Overview

Flink Kubernetes Operator acts as a control plane to manage the complete deployment lifecycle of Apache Flink applications. Although Flink’s native Kubernetes integration already allows you to directly deploy Flink applications on a running Kubernetes(k8s) cluster, custom resources and the operator pattern have also become central to a Kubernetes native deployment experience.

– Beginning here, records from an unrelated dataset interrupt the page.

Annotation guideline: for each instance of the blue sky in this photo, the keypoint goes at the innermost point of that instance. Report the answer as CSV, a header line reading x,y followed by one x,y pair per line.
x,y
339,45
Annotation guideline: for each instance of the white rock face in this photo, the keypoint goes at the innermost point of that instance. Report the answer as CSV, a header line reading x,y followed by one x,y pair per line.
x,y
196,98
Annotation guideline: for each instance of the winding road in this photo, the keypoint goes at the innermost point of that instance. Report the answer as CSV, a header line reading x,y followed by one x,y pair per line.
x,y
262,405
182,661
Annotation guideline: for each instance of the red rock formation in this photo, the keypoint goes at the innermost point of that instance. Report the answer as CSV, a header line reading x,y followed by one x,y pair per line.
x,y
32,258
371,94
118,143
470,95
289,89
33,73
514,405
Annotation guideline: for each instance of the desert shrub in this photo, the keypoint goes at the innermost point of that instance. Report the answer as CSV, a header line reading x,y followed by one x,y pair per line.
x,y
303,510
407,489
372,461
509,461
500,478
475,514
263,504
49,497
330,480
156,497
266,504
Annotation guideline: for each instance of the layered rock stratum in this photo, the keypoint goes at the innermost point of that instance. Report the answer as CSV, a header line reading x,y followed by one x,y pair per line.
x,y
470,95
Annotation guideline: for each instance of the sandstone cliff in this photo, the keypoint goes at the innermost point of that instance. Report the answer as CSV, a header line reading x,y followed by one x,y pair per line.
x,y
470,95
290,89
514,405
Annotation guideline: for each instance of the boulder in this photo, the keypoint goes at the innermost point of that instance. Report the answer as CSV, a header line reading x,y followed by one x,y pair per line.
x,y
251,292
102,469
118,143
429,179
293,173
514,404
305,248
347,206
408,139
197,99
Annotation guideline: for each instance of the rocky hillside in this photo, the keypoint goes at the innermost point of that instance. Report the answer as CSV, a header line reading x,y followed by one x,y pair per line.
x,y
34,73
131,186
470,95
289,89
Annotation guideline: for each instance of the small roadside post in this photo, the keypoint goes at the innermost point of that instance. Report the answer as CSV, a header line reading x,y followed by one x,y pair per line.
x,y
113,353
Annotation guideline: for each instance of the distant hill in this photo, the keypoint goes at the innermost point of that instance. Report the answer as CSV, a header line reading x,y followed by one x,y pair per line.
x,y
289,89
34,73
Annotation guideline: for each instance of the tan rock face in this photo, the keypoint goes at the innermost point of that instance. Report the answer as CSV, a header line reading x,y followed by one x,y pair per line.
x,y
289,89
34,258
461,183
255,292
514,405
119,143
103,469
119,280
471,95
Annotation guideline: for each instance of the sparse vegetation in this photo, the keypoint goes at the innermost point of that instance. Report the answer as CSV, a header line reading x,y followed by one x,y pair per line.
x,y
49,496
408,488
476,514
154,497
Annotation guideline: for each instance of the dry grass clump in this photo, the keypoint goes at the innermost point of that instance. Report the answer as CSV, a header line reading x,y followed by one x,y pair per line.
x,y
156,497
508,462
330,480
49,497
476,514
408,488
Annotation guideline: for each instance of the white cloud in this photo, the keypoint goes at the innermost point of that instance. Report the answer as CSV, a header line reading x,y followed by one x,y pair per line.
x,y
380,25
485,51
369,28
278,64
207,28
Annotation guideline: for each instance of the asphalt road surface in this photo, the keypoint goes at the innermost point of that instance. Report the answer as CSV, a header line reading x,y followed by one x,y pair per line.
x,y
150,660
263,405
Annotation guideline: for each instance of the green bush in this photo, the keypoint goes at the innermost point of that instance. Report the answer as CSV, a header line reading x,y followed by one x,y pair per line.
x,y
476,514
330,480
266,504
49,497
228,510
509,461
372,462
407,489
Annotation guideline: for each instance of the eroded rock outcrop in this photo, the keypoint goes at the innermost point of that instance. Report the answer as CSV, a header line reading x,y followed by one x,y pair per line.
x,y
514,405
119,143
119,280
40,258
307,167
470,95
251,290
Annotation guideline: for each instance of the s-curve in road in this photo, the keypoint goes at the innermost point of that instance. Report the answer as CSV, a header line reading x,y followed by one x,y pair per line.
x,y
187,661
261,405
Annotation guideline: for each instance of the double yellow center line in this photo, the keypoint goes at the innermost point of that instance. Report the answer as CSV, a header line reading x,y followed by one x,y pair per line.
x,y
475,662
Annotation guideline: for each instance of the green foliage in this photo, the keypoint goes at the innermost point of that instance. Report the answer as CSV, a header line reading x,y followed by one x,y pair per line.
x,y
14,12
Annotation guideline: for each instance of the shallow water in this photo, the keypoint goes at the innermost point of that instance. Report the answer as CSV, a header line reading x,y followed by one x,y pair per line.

Flink Kubernetes Operator aims to capture the responsibilities of a human operator who is managing Flink deployments. Human operators have deep knowledge of how Flink deployments ought to behave, how to start clusters, how to deploy jobs, how to upgrade them and how to react if there are problems. The main goal of the operator is the automation of these activities, which cannot be achieved through the Flink native integration alone.

Features

Core

  • Fully-automated Job Lifecycle Management
    • Running, suspending and deleting applications
    • Stateful and stateless application upgrades
    • Triggering and managing savepoints
    • Handling errors, rolling-back broken upgrades
  • Multiple Flink version support: v1.16, v1.17, v1.18, v1.19, v1.20
  • Deployment Modes:
    • Application cluster
    • Session cluster
    • Session job
  • Built-in High Availability
  • Extensible framework
  • Advanced Configuration management
    • Default configurations with dynamic updates
    • Per job configuration
    • Environment variables
  • POD augmentation via Pod Templates
    • Native Kubernetes POD definitions
    • Layering (Base/JobManager/TaskManager overrides)
  • Job Autoscaler
    • Collect lag and utilization metrics
    • Scale job vertices to the ideal parallelism
    • Scale up and down as the load changes
  • Snapshot management
    • Manage snapshots via Kubernetes CRs

Operations

Built-in Examples

The operator project comes with a wide variety of built in examples to show you how to use the operator functionality. The examples are maintained as part of the operator repo and can be found here.

What is covered:

  • Application, Session and SessionJob submission
  • Checkpointing and HA configuration
  • Java, SQL and Python Flink jobs
  • Ingress, logging and metrics configuration
  • Advanced operator deployment techniques using Kustomize
  • And some more…

Known Issues & Limitations

JobManager High-availability

The Operator supports both Kubernetes HA Services and Zookeeper HA Services for providing High-availability for Flink jobs. The HA solution can benefit form using additional Standby replicas, it will result in a faster recovery time, but Flink jobs will still restart when the Leader JobManager goes down.

JobResultStore Resource Leak

To mitigate the impact of FLINK-27569 the operator introduced a workaround FLINK-27573 by setting job-result-store.delete-on-commit=false and a unique value for job-result-store.storage-path for every cluster launch. The storage path for older runs must be cleaned up manually, keeping the latest directory always:

  1. ls -lth /tmp/flink/ha/job-result-store/basic-checkpoint-ha-example/
  2. total 0
  3. drwxr-xr-x 2 9999 9999 40 May 12 09:51 119e0203-c3a9-4121-9a60-d58839576f01 <- must be retained
  4. drwxr-xr-x 2 9999 9999 60 May 12 09:46 a6031ec7-ab3e-4b30-ba77-6498e58e6b7f
  5. drwxr-xr-x 2 9999 9999 60 May 11 15:11 b6fb2a9c-d1cd-4e65-a9a1-e825c4b47543

AuditUtils can log sensitive information present in the custom resources

As reported in FLINK-30306 when Flink custom resources change the operator logs the change, which could include sensitive information. We suggest ingesting secrets to Flink containers during runtime to mitigate this. Also note that anyone who has access to the custom resources already had access to the potentially sensitive information in question, but folks who only have access to the logs could also see them now. We are planning to introduce redaction rules to AuditUtils to improve this in a later release.